Monday 30 June 2014

Week of 6/23 Update

This week I implemented fast polynomial interpolation and evaluation. As I mentioned last week the plan is to compute $det(A)$ for a polynomial matrix $A$ by evaluating $det(A(p))$ at a bunch of points $p$ and interpolating the polynomial that runs through those values. If the largest polynomial in $A$ has degree $d$ then we need $d+1$ points. The naive algorithm for evaluating a polynomial takes $O(d)$ time per point for a total of $O(d^{2})$ field operations. Since the polynomials from block-wiedemann have degree of order $\frac{n}{b}$ (here $n$ is the matrix dimension and very big, $b$ is the blocking factor and fairly small) we definitely needed a faster method. Although we can't do an FFT per se since our fields lack points with the requisite properties, there is a similar algorithm (Modern Computer Algebra, algorithms 10.5 and 10.11) that works for any choice of points. The new PolyInterpolation class can transform a polynomial from the coefficient domain to the point domain and back in $O(d\log^{2}{d})$ time. So far it seems to work pretty well, but it still needs a little polishing up.

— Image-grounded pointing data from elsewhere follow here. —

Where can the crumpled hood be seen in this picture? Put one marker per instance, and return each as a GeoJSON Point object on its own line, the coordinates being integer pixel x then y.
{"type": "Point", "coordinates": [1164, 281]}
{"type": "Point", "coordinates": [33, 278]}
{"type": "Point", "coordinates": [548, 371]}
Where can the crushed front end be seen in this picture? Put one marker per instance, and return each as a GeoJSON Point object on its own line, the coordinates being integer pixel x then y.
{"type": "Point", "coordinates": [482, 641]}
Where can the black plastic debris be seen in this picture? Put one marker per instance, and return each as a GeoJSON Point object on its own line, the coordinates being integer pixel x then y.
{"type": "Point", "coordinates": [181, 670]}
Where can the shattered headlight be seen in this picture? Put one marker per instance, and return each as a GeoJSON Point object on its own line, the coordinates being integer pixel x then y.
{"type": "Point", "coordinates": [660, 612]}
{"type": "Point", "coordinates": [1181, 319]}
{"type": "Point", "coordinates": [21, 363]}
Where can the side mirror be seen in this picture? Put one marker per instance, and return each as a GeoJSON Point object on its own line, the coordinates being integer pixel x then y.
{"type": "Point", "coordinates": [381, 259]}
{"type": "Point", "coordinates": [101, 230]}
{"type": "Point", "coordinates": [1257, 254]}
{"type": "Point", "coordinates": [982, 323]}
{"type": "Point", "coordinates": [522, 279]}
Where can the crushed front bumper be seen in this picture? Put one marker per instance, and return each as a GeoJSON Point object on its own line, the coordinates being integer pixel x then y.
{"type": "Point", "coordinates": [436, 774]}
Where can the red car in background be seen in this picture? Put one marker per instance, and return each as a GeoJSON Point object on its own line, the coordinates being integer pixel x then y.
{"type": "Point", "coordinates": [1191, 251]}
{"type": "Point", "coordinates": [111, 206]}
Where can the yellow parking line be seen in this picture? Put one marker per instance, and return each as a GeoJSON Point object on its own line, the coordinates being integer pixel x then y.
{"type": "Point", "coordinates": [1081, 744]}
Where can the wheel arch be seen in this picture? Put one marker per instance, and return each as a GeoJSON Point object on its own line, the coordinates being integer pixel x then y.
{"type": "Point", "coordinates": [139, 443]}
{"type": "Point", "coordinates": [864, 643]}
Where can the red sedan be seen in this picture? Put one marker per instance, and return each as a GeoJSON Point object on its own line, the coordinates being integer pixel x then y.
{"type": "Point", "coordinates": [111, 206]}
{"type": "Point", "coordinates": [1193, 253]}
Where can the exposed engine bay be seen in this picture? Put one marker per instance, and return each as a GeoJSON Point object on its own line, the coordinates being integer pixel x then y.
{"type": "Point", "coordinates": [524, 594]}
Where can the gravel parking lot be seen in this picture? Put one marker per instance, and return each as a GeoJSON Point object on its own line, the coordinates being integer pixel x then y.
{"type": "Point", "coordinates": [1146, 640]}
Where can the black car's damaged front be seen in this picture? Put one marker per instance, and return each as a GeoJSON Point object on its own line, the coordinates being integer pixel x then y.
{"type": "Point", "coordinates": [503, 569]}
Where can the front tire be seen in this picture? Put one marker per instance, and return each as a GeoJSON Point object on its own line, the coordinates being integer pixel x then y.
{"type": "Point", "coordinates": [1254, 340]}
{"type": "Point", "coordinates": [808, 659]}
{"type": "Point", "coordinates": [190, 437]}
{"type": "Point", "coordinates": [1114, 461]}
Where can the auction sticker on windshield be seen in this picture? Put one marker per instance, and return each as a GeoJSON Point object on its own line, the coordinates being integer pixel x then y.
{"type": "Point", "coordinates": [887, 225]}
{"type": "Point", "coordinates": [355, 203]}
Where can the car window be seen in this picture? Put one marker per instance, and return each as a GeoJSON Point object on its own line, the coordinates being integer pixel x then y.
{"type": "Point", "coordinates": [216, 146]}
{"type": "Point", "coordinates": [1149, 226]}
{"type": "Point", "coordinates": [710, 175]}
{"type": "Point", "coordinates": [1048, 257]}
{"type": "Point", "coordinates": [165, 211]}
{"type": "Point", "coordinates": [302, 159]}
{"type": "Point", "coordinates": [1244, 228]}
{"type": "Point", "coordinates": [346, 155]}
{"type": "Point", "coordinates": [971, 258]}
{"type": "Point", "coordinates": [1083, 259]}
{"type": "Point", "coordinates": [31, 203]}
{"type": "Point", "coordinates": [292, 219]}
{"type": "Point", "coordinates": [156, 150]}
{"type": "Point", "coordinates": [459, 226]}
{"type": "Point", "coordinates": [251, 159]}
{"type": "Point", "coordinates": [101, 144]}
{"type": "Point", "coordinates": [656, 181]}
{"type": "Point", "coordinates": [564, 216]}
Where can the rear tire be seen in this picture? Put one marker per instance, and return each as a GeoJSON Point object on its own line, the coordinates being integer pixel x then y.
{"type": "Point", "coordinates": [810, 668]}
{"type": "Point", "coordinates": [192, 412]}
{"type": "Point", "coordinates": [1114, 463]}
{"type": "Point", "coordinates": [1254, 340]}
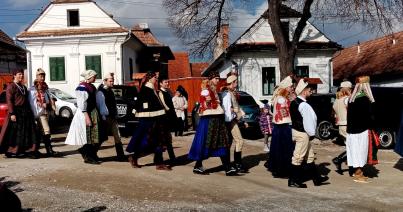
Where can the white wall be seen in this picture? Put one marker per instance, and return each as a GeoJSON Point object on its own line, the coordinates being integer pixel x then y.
{"type": "Point", "coordinates": [250, 66]}
{"type": "Point", "coordinates": [74, 52]}
{"type": "Point", "coordinates": [55, 17]}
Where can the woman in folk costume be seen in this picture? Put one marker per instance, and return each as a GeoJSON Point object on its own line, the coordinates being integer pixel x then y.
{"type": "Point", "coordinates": [17, 136]}
{"type": "Point", "coordinates": [282, 145]}
{"type": "Point", "coordinates": [266, 125]}
{"type": "Point", "coordinates": [340, 109]}
{"type": "Point", "coordinates": [149, 135]}
{"type": "Point", "coordinates": [359, 121]}
{"type": "Point", "coordinates": [211, 138]}
{"type": "Point", "coordinates": [84, 128]}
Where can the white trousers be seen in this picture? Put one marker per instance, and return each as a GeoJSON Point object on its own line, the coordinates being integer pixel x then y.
{"type": "Point", "coordinates": [357, 149]}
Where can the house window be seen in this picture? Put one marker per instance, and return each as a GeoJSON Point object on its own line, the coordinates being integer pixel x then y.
{"type": "Point", "coordinates": [302, 71]}
{"type": "Point", "coordinates": [57, 69]}
{"type": "Point", "coordinates": [94, 63]}
{"type": "Point", "coordinates": [73, 18]}
{"type": "Point", "coordinates": [268, 80]}
{"type": "Point", "coordinates": [285, 26]}
{"type": "Point", "coordinates": [131, 68]}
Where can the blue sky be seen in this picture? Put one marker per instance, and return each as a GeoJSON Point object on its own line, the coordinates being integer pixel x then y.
{"type": "Point", "coordinates": [16, 15]}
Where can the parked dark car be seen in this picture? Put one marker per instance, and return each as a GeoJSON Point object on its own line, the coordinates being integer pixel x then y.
{"type": "Point", "coordinates": [126, 97]}
{"type": "Point", "coordinates": [387, 112]}
{"type": "Point", "coordinates": [251, 117]}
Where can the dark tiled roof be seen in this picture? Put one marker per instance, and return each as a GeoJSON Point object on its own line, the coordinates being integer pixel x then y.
{"type": "Point", "coordinates": [68, 32]}
{"type": "Point", "coordinates": [180, 67]}
{"type": "Point", "coordinates": [380, 56]}
{"type": "Point", "coordinates": [5, 38]}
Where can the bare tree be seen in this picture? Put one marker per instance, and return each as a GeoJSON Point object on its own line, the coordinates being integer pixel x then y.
{"type": "Point", "coordinates": [198, 22]}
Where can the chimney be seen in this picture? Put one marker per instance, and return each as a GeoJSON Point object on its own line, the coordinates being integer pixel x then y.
{"type": "Point", "coordinates": [222, 40]}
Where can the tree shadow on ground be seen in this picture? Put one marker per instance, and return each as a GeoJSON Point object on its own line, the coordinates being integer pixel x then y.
{"type": "Point", "coordinates": [251, 161]}
{"type": "Point", "coordinates": [371, 171]}
{"type": "Point", "coordinates": [96, 209]}
{"type": "Point", "coordinates": [399, 164]}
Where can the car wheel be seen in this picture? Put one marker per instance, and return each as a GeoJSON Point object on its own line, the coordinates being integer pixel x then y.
{"type": "Point", "coordinates": [323, 130]}
{"type": "Point", "coordinates": [65, 112]}
{"type": "Point", "coordinates": [386, 138]}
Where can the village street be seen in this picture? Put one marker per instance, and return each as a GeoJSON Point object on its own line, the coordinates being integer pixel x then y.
{"type": "Point", "coordinates": [68, 184]}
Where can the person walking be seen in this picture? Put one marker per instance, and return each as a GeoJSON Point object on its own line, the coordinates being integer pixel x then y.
{"type": "Point", "coordinates": [170, 116]}
{"type": "Point", "coordinates": [149, 135]}
{"type": "Point", "coordinates": [41, 105]}
{"type": "Point", "coordinates": [359, 121]}
{"type": "Point", "coordinates": [18, 135]}
{"type": "Point", "coordinates": [84, 128]}
{"type": "Point", "coordinates": [266, 125]}
{"type": "Point", "coordinates": [106, 104]}
{"type": "Point", "coordinates": [303, 131]}
{"type": "Point", "coordinates": [180, 105]}
{"type": "Point", "coordinates": [282, 146]}
{"type": "Point", "coordinates": [340, 109]}
{"type": "Point", "coordinates": [233, 113]}
{"type": "Point", "coordinates": [211, 137]}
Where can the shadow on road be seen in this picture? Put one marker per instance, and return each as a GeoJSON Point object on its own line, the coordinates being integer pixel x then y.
{"type": "Point", "coordinates": [399, 164]}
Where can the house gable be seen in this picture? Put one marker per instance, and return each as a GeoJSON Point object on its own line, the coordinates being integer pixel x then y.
{"type": "Point", "coordinates": [53, 21]}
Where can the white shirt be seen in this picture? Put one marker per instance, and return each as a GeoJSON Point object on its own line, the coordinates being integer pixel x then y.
{"type": "Point", "coordinates": [309, 118]}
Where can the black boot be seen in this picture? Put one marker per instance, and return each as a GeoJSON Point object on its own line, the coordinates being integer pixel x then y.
{"type": "Point", "coordinates": [317, 178]}
{"type": "Point", "coordinates": [49, 148]}
{"type": "Point", "coordinates": [120, 153]}
{"type": "Point", "coordinates": [295, 177]}
{"type": "Point", "coordinates": [238, 163]}
{"type": "Point", "coordinates": [229, 170]}
{"type": "Point", "coordinates": [339, 160]}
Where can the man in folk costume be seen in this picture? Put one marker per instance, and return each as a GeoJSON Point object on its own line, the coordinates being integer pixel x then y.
{"type": "Point", "coordinates": [41, 104]}
{"type": "Point", "coordinates": [359, 122]}
{"type": "Point", "coordinates": [340, 109]}
{"type": "Point", "coordinates": [170, 116]}
{"type": "Point", "coordinates": [303, 131]}
{"type": "Point", "coordinates": [282, 146]}
{"type": "Point", "coordinates": [18, 136]}
{"type": "Point", "coordinates": [150, 133]}
{"type": "Point", "coordinates": [106, 104]}
{"type": "Point", "coordinates": [84, 128]}
{"type": "Point", "coordinates": [233, 113]}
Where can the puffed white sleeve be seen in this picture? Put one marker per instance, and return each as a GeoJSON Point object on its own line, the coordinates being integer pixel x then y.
{"type": "Point", "coordinates": [82, 97]}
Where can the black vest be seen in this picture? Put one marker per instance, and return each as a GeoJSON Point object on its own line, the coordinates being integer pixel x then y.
{"type": "Point", "coordinates": [296, 117]}
{"type": "Point", "coordinates": [109, 100]}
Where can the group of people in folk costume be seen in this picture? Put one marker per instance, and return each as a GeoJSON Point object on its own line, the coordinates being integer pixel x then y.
{"type": "Point", "coordinates": [27, 123]}
{"type": "Point", "coordinates": [292, 124]}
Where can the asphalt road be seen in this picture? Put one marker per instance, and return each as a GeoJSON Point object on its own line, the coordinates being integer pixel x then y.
{"type": "Point", "coordinates": [67, 184]}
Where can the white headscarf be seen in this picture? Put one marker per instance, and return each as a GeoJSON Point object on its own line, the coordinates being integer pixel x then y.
{"type": "Point", "coordinates": [88, 74]}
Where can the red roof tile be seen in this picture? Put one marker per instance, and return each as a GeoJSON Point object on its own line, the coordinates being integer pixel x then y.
{"type": "Point", "coordinates": [180, 67]}
{"type": "Point", "coordinates": [197, 68]}
{"type": "Point", "coordinates": [5, 38]}
{"type": "Point", "coordinates": [145, 36]}
{"type": "Point", "coordinates": [68, 32]}
{"type": "Point", "coordinates": [379, 56]}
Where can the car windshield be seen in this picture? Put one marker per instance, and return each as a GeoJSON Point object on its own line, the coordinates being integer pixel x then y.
{"type": "Point", "coordinates": [61, 94]}
{"type": "Point", "coordinates": [247, 100]}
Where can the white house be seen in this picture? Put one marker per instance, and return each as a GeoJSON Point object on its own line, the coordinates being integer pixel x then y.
{"type": "Point", "coordinates": [254, 54]}
{"type": "Point", "coordinates": [70, 36]}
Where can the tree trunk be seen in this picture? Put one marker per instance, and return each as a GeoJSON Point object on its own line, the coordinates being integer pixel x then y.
{"type": "Point", "coordinates": [285, 50]}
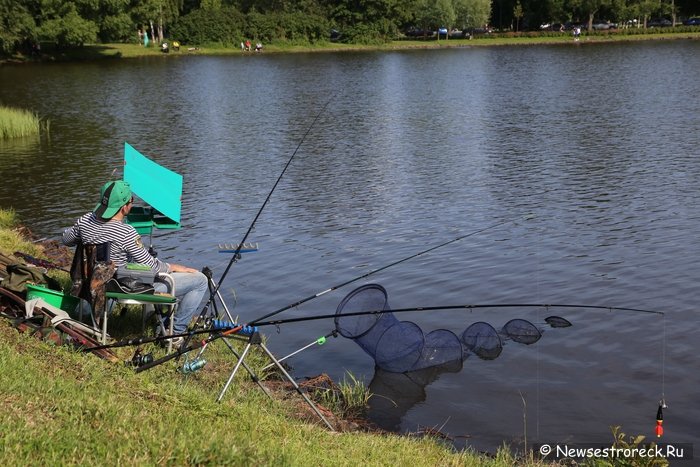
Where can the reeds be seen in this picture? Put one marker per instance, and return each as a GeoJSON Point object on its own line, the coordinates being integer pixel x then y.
{"type": "Point", "coordinates": [16, 123]}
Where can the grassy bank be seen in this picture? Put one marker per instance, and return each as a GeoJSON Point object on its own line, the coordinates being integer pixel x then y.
{"type": "Point", "coordinates": [101, 51]}
{"type": "Point", "coordinates": [16, 123]}
{"type": "Point", "coordinates": [61, 406]}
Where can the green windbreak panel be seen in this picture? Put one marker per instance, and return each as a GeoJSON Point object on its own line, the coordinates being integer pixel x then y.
{"type": "Point", "coordinates": [159, 187]}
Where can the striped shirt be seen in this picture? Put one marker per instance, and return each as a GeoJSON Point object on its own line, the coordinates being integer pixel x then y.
{"type": "Point", "coordinates": [125, 242]}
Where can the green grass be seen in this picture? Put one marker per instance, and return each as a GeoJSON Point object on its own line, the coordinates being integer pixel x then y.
{"type": "Point", "coordinates": [116, 51]}
{"type": "Point", "coordinates": [11, 239]}
{"type": "Point", "coordinates": [17, 123]}
{"type": "Point", "coordinates": [59, 406]}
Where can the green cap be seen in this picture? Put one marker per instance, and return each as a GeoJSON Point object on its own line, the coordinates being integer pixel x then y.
{"type": "Point", "coordinates": [114, 195]}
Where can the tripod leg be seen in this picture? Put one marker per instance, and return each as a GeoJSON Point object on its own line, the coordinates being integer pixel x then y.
{"type": "Point", "coordinates": [247, 368]}
{"type": "Point", "coordinates": [235, 370]}
{"type": "Point", "coordinates": [296, 386]}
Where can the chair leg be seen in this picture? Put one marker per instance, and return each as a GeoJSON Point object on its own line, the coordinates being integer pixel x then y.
{"type": "Point", "coordinates": [171, 327]}
{"type": "Point", "coordinates": [104, 324]}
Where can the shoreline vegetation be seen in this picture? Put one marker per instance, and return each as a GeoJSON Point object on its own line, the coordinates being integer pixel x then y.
{"type": "Point", "coordinates": [63, 406]}
{"type": "Point", "coordinates": [115, 51]}
{"type": "Point", "coordinates": [18, 123]}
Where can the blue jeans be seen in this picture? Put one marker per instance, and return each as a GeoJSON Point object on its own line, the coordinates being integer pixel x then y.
{"type": "Point", "coordinates": [190, 287]}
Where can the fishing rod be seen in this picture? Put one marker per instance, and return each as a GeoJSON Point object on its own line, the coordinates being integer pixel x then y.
{"type": "Point", "coordinates": [451, 307]}
{"type": "Point", "coordinates": [367, 274]}
{"type": "Point", "coordinates": [230, 328]}
{"type": "Point", "coordinates": [236, 253]}
{"type": "Point", "coordinates": [320, 341]}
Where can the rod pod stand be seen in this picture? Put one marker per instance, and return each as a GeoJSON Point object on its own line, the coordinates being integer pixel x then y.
{"type": "Point", "coordinates": [255, 339]}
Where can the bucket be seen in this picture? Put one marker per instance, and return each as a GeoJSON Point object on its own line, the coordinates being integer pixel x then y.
{"type": "Point", "coordinates": [53, 297]}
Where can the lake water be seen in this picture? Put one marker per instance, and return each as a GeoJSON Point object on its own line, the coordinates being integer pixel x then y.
{"type": "Point", "coordinates": [589, 153]}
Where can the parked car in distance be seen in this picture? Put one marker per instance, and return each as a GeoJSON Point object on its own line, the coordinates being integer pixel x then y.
{"type": "Point", "coordinates": [415, 32]}
{"type": "Point", "coordinates": [603, 25]}
{"type": "Point", "coordinates": [659, 23]}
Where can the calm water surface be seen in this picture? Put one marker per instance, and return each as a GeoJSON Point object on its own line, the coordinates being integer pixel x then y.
{"type": "Point", "coordinates": [589, 151]}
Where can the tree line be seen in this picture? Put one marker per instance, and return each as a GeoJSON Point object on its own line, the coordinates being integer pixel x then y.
{"type": "Point", "coordinates": [25, 24]}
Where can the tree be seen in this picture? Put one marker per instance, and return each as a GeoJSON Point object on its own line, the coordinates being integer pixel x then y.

I also refactored the code I'd been using to compute invariant factors and wrapped it up in its own class called CoppersmithInvariantFactors. It was getting quite complicated and this should make it significantly easier to use for other applications. I also fixed some old Linbox bugs and cleaned up a matrix representation I'd been using for testing called sparse-map-map-matrix. It's now a fully fledged SparseMatrix type.

The plan now is to automatically extend the base field as needed when doing polynomial interpolation/evaluation so that there are sufficient points to represent the original polynomial. Once I've got that working I'll pull it all together into the determinant class and I'll be able to use that for the SNF computation. My original plan was to write some kind of a wrapper for the polynomial ring GivaroPoly but now I think I might be able to use a different SNF class (SmithFormIliopoulos) that already supports doing computations modulo $det(A)$.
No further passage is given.